First of all, a critical function. The practice of the self must enable one to rid oneself of all one’s bad habits and all the false opinions one may get from the crowd or from bad teachers, as well as from parents and associates. To “unlearn” (de-discere) is an important task of the culture of the self.
b. But it also has a function of struggle. The practice of the self is conceived as an ongoing battle. It is not just a matter of training a man of courage for the future. The individual must be given the weapons and the courage that will enable him to fight all his life. […]
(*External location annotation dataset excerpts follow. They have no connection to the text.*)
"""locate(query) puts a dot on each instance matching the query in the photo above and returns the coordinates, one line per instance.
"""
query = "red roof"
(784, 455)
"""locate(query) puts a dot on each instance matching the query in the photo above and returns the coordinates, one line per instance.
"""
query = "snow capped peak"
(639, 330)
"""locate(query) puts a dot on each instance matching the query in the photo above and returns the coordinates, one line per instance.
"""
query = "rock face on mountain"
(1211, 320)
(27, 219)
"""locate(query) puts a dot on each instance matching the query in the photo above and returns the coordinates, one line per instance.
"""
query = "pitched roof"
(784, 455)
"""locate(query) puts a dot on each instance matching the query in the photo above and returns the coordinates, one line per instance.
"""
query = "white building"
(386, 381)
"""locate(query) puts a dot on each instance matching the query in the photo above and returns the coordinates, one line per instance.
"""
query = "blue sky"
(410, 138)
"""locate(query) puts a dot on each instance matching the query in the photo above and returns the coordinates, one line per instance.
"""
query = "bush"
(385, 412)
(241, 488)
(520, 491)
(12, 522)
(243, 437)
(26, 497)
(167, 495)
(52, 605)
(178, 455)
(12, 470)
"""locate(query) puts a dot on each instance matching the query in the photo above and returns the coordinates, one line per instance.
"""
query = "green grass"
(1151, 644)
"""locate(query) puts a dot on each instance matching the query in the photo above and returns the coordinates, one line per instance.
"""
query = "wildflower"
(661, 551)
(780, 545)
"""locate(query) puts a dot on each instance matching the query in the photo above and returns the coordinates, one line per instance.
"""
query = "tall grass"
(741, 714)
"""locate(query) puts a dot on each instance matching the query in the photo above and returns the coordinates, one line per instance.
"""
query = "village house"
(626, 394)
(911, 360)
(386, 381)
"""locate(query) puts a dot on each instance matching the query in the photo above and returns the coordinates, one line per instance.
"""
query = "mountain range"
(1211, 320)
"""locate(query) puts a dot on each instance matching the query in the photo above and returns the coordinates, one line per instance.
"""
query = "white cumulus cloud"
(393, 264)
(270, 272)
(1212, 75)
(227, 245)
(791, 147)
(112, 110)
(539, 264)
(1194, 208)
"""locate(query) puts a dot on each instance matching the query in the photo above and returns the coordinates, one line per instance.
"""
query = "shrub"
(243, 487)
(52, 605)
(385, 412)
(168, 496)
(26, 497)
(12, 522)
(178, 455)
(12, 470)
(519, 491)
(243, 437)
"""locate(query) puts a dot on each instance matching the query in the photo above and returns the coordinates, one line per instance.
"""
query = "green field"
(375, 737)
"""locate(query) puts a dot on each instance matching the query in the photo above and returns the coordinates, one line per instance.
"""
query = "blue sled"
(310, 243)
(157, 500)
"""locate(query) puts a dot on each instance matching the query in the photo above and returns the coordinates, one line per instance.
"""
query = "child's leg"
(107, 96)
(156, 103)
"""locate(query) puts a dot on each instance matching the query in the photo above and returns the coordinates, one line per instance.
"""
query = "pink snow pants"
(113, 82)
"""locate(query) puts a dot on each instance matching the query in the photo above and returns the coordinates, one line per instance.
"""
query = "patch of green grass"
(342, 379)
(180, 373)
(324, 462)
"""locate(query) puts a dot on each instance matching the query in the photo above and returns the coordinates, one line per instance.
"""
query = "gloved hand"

c. But most of all this culture of the self has a curative and therapeutic function. It is much closer to the medical model than to the pedagogical model. Of course, we should remember certain very ancient facts of Greek culture: the existence of a notion like pathos, which signifies the soul’s passion as well as the body’s illness; the extent of a metaphorical field that allows expressions like nursing, curing, amputating, scarifying, and purging to be applied to both the body and the soul. We should also remember the principle, familiar to Epicureans, Cynics, and Stoics, that the role of philosophy is to cure the diseases of the soul. Plutarch could say that philosophy and medicine are mia khora, a single region, a single domain.
Foucault. Graham Burchell’s translation of The Hermeneutics of the Subject, 2005, New York: Palgrave Macmillan, p. 494-6.